Passare nel dialogo quotidiano da una all’altra dona la sostituzione del senso di colpa, della necessità di punire o autopunirsi che fermano nella crescita, allo sblocco dell’energia vitale utile per poter vivere una vita piena e felice.

Mantenere invece il senso di colpa porta a punirsi – la maggior parte delle volte inconsapevolmente – per avere l’impressione di sentirsi meglio, in quanto non si merita il meglio dalla vita.
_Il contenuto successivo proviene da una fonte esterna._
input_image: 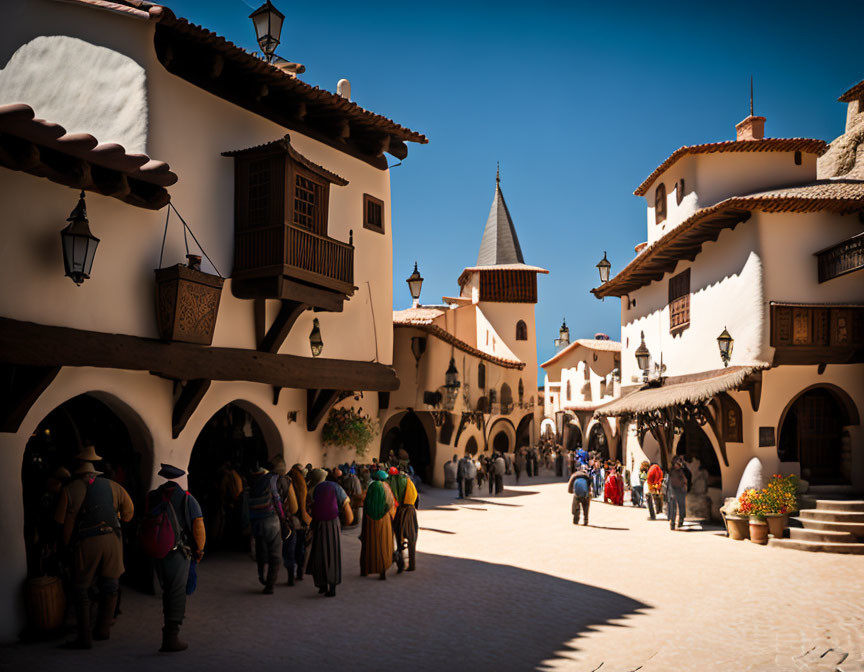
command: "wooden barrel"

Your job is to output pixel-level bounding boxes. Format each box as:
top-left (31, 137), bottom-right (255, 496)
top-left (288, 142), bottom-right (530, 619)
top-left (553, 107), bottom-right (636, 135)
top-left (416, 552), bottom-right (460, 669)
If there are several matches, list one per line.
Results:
top-left (27, 576), bottom-right (66, 632)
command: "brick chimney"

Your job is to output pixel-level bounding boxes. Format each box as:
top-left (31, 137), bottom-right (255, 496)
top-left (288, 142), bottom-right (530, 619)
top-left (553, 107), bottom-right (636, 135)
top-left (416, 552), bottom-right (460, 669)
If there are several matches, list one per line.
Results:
top-left (735, 114), bottom-right (765, 140)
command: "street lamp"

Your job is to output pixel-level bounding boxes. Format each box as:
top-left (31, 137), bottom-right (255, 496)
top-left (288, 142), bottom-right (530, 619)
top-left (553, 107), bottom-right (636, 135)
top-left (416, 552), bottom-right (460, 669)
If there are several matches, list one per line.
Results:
top-left (249, 0), bottom-right (285, 63)
top-left (405, 261), bottom-right (423, 308)
top-left (717, 327), bottom-right (735, 368)
top-left (309, 317), bottom-right (324, 357)
top-left (597, 252), bottom-right (612, 284)
top-left (636, 331), bottom-right (651, 380)
top-left (60, 190), bottom-right (99, 285)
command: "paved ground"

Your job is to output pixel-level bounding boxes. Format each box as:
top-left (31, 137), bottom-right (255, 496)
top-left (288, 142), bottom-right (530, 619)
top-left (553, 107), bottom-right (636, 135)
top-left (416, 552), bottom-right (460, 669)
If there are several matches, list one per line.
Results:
top-left (0, 479), bottom-right (864, 672)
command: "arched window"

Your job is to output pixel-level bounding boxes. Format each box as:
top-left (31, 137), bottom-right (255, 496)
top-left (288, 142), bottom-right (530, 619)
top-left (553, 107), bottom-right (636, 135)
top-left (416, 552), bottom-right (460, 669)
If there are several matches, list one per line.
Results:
top-left (654, 183), bottom-right (666, 224)
top-left (516, 320), bottom-right (528, 341)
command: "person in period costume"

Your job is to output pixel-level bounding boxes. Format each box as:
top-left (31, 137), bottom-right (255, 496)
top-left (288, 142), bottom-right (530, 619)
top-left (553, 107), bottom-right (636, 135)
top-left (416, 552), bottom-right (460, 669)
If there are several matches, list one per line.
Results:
top-left (387, 468), bottom-right (418, 574)
top-left (567, 469), bottom-right (591, 525)
top-left (145, 464), bottom-right (207, 653)
top-left (282, 464), bottom-right (312, 585)
top-left (308, 469), bottom-right (353, 597)
top-left (245, 464), bottom-right (287, 595)
top-left (54, 446), bottom-right (134, 649)
top-left (360, 471), bottom-right (396, 581)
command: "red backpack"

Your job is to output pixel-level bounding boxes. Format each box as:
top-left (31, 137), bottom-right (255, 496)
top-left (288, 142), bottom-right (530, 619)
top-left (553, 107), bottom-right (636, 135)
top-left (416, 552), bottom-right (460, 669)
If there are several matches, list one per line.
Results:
top-left (138, 491), bottom-right (180, 560)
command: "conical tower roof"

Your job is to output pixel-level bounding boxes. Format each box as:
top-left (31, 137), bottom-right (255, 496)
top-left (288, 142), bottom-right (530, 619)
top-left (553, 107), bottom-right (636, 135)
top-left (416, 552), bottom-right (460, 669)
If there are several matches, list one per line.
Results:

Ed ecco uno dei possibili motivi per cui non si ottengono certi benefici o non si raggiungono certi risultati.. Ed ecco uno dei possibili motivi per cui non si ottengono certi benefici o non si raggiungono certi risultati.

Un modo per cominciare questa sostituzione è l’attenzione consapevole all’uso del linguaggio utilizzato sia per rivolgersi agli altri sia verso sè stessi. 

Per esempio si può trovare qualcuno di sostegno in questo senso e che faccia notare il linguaggio utilizzato.

Ancora più interessante

è cominciare ad indagare quali sono i sensi di colpa che si provano: per aver detto o fatto qualcosa che si ritiene brutto o doloroso o falso, o perché non si è intervenuti per evitare qualcosa di brutto o doloroso o falso, o si hanno sensi di rabbia/rigetto/impazienza verso persone che si ritiene dovrebbero essere amate, o ancora perché si desidera ribellarsi a chi si è concesso il potere di gestire la nostra vita.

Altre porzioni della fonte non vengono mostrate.